Bolt-on heat tracing systems address two problem areas in sulfur recovery units at one refinery.
“In steady-state operation, eductors are cost effective, but when process upsets occur, their effectiveness can decrease substantially,” Jondle says. “The challenge is to maintain uneventful processing while meeting environmental emission standards, all within the constraints of targeted budgets. Too little heat in the vent piping system yields condensation and drop-out of sulfur. Plugging occurs. Emissions rise. Refinery production declines.”
At BP, enhanced tube tracing, which had initially proved successful, deteriorated in effectiveness over time.
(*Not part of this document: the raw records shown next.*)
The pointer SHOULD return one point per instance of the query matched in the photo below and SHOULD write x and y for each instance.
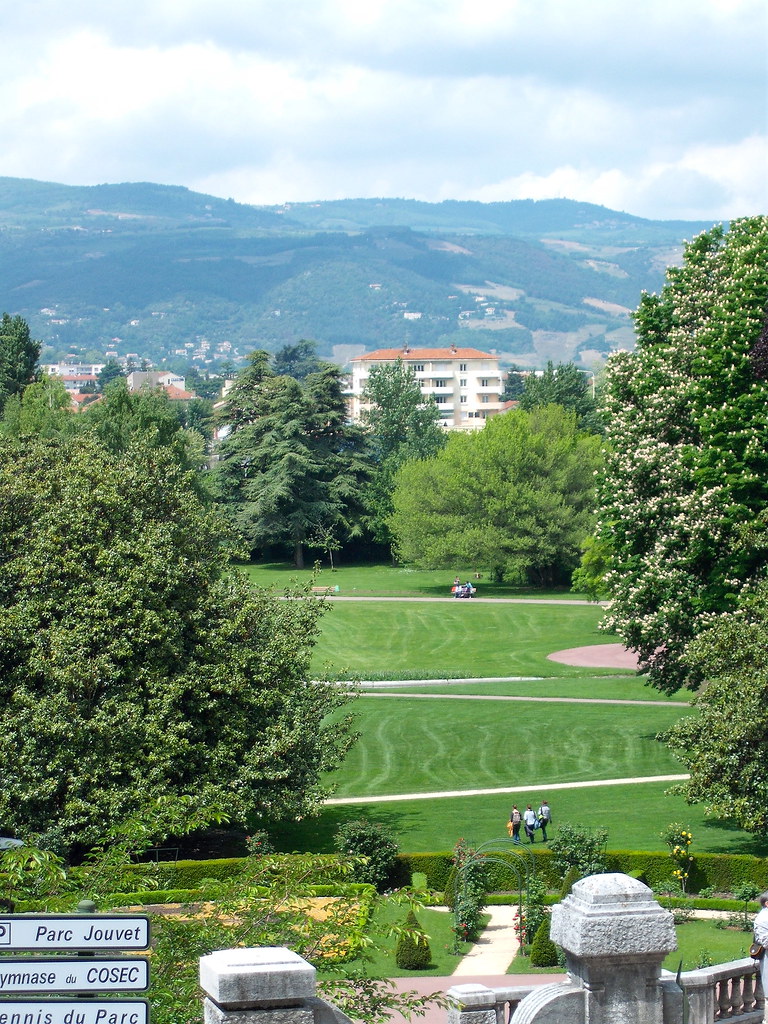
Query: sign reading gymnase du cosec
(74, 932)
(72, 974)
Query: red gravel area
(425, 986)
(603, 655)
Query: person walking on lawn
(545, 818)
(515, 818)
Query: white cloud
(657, 108)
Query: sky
(656, 108)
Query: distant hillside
(175, 275)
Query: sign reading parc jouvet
(74, 932)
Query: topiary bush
(371, 841)
(543, 949)
(413, 951)
(571, 877)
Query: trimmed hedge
(188, 873)
(722, 871)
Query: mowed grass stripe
(387, 640)
(634, 814)
(412, 745)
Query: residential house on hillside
(465, 383)
(172, 384)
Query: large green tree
(400, 425)
(686, 454)
(18, 355)
(291, 467)
(44, 409)
(724, 744)
(135, 665)
(514, 499)
(564, 385)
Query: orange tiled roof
(424, 353)
(176, 394)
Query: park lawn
(443, 640)
(412, 744)
(699, 943)
(633, 814)
(623, 687)
(389, 581)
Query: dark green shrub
(534, 910)
(470, 889)
(543, 949)
(371, 841)
(259, 844)
(434, 866)
(571, 877)
(577, 846)
(413, 951)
In addition, it required maintenance expenditures well beyond a reasonable return-on-investment for a typical 1,100 ton-per-day sulfur recovery plant.
Transfer and Offload Piping. In transfer and offloading piping from the pit to the loading station, thermal stresses took a toll on BP's fully jacketed piping system. Cracks in the core piping allowed steam and condensate to breach the sulfur stream, creating a possible safety hazard.
“In any sulfur recovery operation, the fast-moving flow of liquid sulfur can pick up residual steam condensate [water]. Even a small amount of condensate can create a potential safety issue should it suddenly expand as it escapes from the loading nozzle inside the truck tank,” Jondle notes. “Under these conditions, liquid sulfur at 300oF [149oC] could erupt from the loading opening in the truck, creating a hazard to personnel in the area.”
Finding a single core leak and remedying the problem often took several days. “To determine which jacketed spool leaked, we sequentially turned off the steam to each spool during loading operations. When 'sulfur-hammer' ceased, we knew we had identified the failed spool,” Jondle says. “Unfortunately, our trial-and error method of turning off the steam allowed sulfur, in some instances, to contaminate and plug the condensate system.”